Benefits Biz Blog
Congress May Address 'Fundamental' Retirement Plan Reform
Congress May Address 'Fundamental' Retirement Plan Reform
Written by Nick Curabba
For the second time in as many weeks, Rep. George Miller (D-CA) has hinted that broad and sweeping legislation addressing the U.S. retirement system may be in the offing when Congress convenes next year. Miller, the chairman of the Education and Labor Committee in the House has suggested he may favor a complete overhaul of the tax code provisions regulating 401(k)-type retirement plans. In addition, Rep. Miller continues to tout his legislation that would require additional types of service provider and fiduciary disclosures.
As has been widely reported, the recent turmoil in global financial markets, and related plunge in value in most major equity markets, has hit pension and retirement plans hard. According to one estimate, (authored by the Congressional Budget Office), more than $2 trillion of retirement plan value has evaporated in the past 15 months. The CBO study, based on data from the Federal Reserve, suggests the declines have been felt in both public and private plans, and in both defined benefit and defined contribution plans.

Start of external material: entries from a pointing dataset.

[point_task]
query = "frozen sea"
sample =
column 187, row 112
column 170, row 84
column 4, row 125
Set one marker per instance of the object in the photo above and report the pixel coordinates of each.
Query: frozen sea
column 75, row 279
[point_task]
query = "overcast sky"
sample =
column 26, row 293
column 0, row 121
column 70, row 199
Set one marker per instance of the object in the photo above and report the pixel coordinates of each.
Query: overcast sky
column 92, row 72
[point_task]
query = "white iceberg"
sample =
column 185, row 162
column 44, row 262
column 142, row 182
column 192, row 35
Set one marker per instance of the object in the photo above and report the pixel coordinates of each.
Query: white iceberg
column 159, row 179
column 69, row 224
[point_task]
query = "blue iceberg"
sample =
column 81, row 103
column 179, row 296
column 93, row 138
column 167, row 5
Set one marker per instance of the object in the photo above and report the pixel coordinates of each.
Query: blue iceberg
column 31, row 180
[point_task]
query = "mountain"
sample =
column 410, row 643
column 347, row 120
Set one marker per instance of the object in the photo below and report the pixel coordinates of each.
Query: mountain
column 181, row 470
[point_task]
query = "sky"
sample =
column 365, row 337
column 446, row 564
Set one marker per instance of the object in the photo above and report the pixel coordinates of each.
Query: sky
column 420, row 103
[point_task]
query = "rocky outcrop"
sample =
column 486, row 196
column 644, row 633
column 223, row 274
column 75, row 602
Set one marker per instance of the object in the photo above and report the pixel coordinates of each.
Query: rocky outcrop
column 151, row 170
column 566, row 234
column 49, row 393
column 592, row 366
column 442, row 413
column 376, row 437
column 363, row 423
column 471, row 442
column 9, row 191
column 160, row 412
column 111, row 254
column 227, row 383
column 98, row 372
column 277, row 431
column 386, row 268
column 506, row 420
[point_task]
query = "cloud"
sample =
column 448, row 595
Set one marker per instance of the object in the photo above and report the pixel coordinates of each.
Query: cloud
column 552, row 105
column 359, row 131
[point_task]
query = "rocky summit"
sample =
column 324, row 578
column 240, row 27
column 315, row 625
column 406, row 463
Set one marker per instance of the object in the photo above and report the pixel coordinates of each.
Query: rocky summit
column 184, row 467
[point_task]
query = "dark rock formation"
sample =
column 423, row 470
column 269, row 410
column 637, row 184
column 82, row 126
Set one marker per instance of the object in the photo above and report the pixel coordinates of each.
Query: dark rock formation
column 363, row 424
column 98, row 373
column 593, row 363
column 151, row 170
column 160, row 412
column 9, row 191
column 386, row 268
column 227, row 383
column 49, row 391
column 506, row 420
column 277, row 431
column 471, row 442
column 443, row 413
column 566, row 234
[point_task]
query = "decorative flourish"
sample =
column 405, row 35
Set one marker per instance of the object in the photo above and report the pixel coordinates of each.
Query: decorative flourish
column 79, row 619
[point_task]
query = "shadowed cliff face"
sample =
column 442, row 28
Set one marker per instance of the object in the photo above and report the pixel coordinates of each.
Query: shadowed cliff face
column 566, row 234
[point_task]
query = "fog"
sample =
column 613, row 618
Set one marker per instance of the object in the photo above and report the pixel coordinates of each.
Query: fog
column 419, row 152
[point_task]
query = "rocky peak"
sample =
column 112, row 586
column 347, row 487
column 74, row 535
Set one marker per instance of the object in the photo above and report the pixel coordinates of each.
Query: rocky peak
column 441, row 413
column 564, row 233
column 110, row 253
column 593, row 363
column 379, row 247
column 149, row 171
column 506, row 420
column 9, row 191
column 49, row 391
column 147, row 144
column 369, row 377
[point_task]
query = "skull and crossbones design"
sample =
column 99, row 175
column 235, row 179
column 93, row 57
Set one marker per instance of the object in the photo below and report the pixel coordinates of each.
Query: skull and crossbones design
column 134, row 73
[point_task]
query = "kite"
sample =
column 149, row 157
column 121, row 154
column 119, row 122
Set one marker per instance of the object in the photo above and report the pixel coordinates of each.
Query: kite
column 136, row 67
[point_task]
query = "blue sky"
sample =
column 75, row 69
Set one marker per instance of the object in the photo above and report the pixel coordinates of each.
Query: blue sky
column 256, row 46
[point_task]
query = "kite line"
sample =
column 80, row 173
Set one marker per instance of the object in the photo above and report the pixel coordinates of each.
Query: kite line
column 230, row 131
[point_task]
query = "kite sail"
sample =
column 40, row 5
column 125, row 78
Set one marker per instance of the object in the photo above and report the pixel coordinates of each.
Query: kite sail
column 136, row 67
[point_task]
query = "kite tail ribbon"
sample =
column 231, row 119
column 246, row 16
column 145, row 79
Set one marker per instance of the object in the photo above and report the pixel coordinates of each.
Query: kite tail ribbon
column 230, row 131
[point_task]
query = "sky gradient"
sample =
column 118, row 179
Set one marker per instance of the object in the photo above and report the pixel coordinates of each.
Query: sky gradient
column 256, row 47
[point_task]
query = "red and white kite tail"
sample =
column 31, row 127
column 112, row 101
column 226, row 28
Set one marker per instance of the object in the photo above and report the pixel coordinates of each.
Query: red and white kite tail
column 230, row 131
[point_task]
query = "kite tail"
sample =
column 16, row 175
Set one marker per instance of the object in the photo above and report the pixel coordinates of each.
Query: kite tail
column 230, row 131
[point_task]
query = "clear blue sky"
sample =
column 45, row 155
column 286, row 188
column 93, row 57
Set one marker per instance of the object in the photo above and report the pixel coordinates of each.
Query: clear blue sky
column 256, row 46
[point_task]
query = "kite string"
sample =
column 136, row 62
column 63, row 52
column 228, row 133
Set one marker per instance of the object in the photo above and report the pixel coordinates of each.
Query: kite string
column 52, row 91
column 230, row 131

Perhaps the most aggressive retirement plan-focused response to the current market crises is, simply, to do away with the current system. More precisely, Professor Teresa Ghilarducci testified at the Education and Labor Committee’s October 7 hearing that the current system of providing tax incentives to employers and employees for retirement savings is not working. Rather, she advocates doing away with the notion of pre-tax treatment of plan contributions in favor of a government-run add-on to social security in which: a) employees not otherwise covered by a defined benefit plan would be required to contribute 5% of pay per year, minus an annual, inflation-adjusted contribution from the federal government of $600. In addition, the government would guarantee an annual, inflation-adjusted 3% rate of return.
The basic 401(k) plan would no longer exist, as presently formulated, but would be converted into a plan that permitted post-tax contributions only. It was not clear from her testimony how Professor Ghilarducci would propose to tax distributions. While this seems to us a sweeping – if not radical – response to the crises, it was received with some favor by Rep. Miller.
Should this concept take hold, it gets put in the mix with other retirement security and pension plan reform proposals – including automatic IRAs, and additional fee disclosure – that we have already blogged about. The 111th Congress – following the quiet post-PPA 110th – is shaping up to be red-hot with pension and retirement activity.